One of my successes is that I’ve been able to put aside my unhappiness with him, my frustrations, the things I don’t like about him and to work amicably with him – it’s not always good but it is civil. Growing up, my siblings and I were put between our parents a lot. They always talked bad about each other and they hated each other for 40 years. That helped me too see how awful it was. So I don’t talk bad about my ex and I don’t point fingers or blame and I think that helps him not to get defensive. I try to keep it as positive as possible. There’s only been one or two times in the last five years where he’s said he can’t take our son when I’ve called and asked. And he’s always very willing to meet me halfway instead of one of us having to drive all the way.

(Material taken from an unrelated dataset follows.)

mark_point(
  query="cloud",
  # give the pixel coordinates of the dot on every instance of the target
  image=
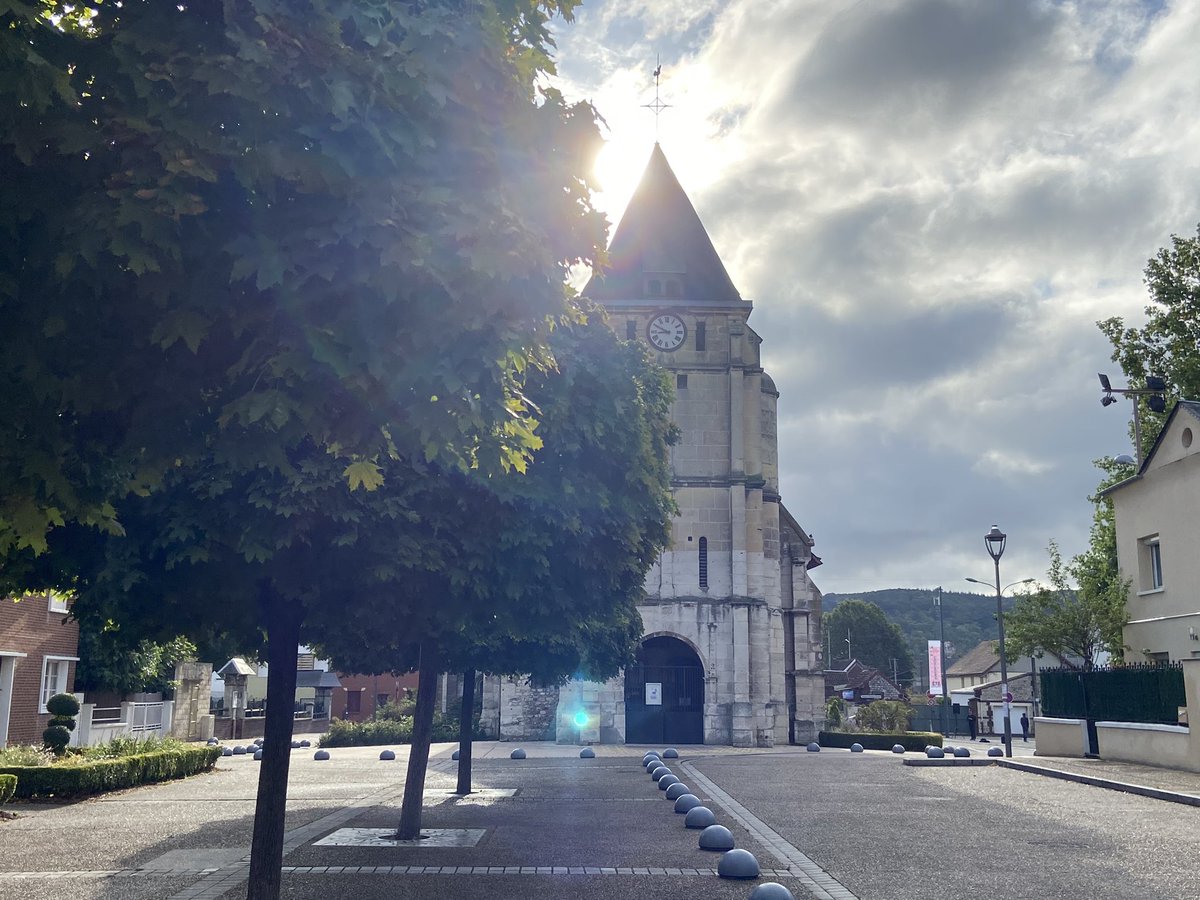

My ex is the kind of person that if he felt threatened or too put in a corner he’d probably high-tail it. I don’t know that he’d go anywhere but he wouldn’t be as involved. I do think it’s important to have both parents involved and to be the best role models you can because even if you’ve got a bad parent, you are still attached to them. They shape you.
It’s been good for me to see that the divorce has helped both of us because I think we were in this drag each other down, strangle each other’s throat space. He’d become too dependent on me to make decisions and I’d become too frustrated with him for not wanting to do his own thing or make his own choices.
About a year before I started to think that divorce was an option for me, a friend asked me if I’d considered divorce. I said no because it wouldn’t make much difference – I’d still have to work with my husband on parenting our children. I was wrong about divorce not making a difference to my life – it did make a big difference and for the better. But I wasn’t wrong about working together on parenting and I totally agree with Ann about the importance of both parents being involved. I think for me, limiting my interaction with my ex to solely those matters involving the children, has enabled me to ignore everything else that used to upset and irritate me. Now, for the most part, those things don’t impact me and I don’t have deal with them. And without that baggage we can focus on what’s best for the children.
Recently, I came across a step-parenting coach – Claudette Chénevert – she has a blog and in her post looking for step-families to test-drive her program she quotes psychologist Judith Wallerstein saying what really affects children of divorce is not necessarily the divorce itself but how adults deal with it.
Have you and your ex been able to work out a successful co-parenting relationship? What are some the ways you’ve been able to do that?